Location: Subtropical Plant Pathology Research
Project Number: 6034-22000-042-017-R
Project Type: Reimbursable Cooperative Agreement
Start Date: Apr 1, 2017
End Date: Mar 31, 2020
To sustain the Florida citrus industry, the success of new plantings is key. Although resistant commercial varieties are not currently available, we have proved the selection concept for natural huanglongbing (HLB) resistance/tolerance, which has allowed us to obtain several variant citrus plants with much greater HLB resistance/tolerance. Exploitation of the natural resistance of these variants may provide the framework for the survival of the citrus industry in Florida since it would allow growers to overcome the loss of existing trees that have succumb to HLB with new, more resistant plantings that can survive/thrive in the presence of HLB. Therefore, the objectives of this proposal are: 1) conduct a field trial using the selected grapefruit seedlings to ensure the productivity of the trees in Florida where HLB is endemic; and 2) evaluate the quality of the fruit produced. Achievement of these goals will produce a more resistant/tolerant variety that could be available in the near future since its use would not require the regulatory approval that transgenic trees and/or chemical compounds are subject to.

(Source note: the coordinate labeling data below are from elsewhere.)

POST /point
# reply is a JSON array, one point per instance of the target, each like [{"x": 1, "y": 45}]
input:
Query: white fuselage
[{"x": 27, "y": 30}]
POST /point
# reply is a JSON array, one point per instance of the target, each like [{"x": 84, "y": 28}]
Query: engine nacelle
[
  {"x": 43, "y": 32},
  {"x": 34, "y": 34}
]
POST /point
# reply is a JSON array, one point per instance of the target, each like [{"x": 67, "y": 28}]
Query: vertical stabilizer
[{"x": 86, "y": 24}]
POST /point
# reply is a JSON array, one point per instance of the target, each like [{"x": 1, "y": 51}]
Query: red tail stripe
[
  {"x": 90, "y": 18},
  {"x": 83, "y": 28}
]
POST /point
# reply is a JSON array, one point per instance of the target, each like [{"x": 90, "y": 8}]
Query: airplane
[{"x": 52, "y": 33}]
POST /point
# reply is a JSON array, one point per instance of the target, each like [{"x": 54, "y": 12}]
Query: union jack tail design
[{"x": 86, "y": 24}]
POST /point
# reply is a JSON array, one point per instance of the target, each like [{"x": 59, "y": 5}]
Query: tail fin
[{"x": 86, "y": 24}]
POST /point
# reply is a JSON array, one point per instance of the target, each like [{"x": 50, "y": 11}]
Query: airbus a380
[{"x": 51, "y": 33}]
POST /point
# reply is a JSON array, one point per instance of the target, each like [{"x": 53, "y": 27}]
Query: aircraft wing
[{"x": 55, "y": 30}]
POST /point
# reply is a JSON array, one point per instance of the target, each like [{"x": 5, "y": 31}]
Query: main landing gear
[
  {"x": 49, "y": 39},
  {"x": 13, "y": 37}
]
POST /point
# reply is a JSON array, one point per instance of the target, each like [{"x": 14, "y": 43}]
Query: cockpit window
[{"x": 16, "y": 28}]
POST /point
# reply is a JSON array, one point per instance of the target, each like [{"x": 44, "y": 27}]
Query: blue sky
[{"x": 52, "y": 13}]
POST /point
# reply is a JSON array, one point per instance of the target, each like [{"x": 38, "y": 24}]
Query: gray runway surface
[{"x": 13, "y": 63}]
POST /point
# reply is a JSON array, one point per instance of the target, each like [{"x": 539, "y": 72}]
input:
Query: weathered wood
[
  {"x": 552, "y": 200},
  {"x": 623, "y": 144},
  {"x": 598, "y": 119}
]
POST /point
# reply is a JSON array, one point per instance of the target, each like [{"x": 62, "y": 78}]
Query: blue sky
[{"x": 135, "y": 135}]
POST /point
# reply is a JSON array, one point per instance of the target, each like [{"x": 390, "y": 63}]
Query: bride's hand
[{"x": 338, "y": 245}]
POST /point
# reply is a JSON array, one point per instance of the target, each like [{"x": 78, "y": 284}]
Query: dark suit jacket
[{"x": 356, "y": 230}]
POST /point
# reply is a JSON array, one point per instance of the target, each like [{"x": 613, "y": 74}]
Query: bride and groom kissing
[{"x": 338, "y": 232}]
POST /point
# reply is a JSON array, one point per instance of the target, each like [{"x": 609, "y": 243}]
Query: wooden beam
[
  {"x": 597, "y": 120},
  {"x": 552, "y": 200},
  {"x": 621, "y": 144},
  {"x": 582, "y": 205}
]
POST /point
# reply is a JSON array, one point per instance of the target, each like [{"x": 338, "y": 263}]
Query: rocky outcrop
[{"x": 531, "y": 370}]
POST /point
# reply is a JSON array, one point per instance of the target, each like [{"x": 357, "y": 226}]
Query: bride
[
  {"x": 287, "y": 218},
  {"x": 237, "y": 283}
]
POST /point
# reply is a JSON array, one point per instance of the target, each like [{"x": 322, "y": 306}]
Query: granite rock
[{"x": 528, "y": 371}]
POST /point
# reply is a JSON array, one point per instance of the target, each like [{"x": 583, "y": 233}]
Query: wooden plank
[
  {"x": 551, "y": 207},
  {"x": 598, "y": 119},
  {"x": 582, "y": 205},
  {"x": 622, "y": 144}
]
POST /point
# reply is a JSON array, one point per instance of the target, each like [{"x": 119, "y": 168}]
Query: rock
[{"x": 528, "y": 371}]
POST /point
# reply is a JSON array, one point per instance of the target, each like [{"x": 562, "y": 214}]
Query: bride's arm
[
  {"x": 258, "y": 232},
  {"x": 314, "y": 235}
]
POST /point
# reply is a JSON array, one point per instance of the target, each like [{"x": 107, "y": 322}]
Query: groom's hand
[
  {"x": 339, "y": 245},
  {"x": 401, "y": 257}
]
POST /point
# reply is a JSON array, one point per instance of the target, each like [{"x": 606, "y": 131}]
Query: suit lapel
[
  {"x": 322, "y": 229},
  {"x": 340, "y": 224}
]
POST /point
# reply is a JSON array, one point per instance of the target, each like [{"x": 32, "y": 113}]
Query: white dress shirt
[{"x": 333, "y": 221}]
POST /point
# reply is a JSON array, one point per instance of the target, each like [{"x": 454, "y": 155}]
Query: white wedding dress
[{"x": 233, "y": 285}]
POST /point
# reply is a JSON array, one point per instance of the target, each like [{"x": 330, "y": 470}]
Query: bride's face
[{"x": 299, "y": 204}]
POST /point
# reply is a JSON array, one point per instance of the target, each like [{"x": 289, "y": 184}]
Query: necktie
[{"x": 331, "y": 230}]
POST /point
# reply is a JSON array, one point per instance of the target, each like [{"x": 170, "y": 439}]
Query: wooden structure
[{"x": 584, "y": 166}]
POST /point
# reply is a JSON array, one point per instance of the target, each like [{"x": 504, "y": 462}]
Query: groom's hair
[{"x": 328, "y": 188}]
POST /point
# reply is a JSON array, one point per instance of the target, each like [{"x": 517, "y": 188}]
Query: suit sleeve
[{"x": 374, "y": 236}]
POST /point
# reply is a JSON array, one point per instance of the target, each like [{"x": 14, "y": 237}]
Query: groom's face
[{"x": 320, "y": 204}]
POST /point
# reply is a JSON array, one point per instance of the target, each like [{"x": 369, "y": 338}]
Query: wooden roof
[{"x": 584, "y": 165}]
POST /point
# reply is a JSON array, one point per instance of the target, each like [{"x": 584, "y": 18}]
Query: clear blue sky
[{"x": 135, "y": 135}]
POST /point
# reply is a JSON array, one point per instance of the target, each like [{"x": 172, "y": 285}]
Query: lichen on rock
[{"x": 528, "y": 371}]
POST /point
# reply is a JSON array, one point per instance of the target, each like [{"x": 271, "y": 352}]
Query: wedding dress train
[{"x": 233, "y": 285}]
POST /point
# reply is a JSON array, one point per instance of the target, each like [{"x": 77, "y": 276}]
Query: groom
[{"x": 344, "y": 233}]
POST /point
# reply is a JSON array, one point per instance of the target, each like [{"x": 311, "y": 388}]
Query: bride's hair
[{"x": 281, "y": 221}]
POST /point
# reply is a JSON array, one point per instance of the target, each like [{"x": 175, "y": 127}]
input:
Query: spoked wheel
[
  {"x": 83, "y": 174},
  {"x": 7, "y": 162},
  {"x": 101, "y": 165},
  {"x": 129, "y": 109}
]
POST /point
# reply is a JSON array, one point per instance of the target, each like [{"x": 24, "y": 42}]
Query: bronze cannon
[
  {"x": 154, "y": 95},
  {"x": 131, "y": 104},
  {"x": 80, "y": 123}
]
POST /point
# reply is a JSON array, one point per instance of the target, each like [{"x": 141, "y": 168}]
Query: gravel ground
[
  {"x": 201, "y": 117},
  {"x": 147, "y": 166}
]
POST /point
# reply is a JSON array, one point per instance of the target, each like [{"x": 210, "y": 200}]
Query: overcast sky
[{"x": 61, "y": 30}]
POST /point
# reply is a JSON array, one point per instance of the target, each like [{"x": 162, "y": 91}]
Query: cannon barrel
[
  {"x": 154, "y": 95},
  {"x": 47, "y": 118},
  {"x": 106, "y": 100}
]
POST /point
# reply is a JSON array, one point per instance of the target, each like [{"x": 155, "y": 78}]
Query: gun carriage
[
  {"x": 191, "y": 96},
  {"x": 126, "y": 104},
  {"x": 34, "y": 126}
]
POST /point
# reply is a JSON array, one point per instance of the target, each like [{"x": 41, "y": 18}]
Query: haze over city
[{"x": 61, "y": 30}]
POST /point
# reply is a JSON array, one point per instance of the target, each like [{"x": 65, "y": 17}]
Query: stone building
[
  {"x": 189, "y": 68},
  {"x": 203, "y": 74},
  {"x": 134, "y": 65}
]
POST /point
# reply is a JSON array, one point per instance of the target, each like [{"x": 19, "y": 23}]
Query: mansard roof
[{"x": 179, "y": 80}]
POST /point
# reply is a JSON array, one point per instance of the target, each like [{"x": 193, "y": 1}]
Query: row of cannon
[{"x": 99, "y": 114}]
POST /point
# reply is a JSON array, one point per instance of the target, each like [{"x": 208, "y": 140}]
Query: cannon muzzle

1) Field trial of selected trees for huanglongbing (HLB) resistance: The field trial will be set up using a randomized complete block design with a factorial combination of the top two lines deemed resistant/tolerant in the greenhouse screened on two different rootstocks (Commercial Sour Orange and Karun Jamir Sour Orange, which has shown greater resistance/tolerance in our greenhouse test for the past several years) at both Picos Farm and Scott’s Grove in Fort Pierce, FL. Picos Farm will represent groves under high psyllid pressure using horticulture practices that maintain tree health but are not optimized for fruit growth, whereas, Scott’s Grove will represent groves with lower disease pressure, more frequent insecticide sprays, and horticulture practices that are optimized for maximum fruit yield. Ten replicates of six trees will be planted and the Best Management Practices for each individual location will be used to care for the trees. 2) Evaluation of fruit quality of selected trees: Fruit quality will be evaluated for the selected Volunteer Grapefruit (VG) seedlings, as well as control using the following sensory evaluation and chemical analysis. For sensory evaluation, a trained panel will perform a descriptive analysis where basic taste (sweetness, sourness and bitterness) as well as flavor are rated on a 0-15 point scale after panelists were trained using reference standards. If fruit from the control are available, difference-from-reference tests might be preferred, where panelists compare the test samples against the labelled control. These tests will be repeated for each rootstock and location. Further, if any selection appears promising, acceptance tests will be performed using staff from the USHRL. Fifty-five untrained panelists will participate and indicate how much they like or dislike any particular sample using a 9-point hedonic scale. Taste panels will take place in isolated booths under red lighting, with each booth containing a computer and Compusense® Five software for data recording and analysis.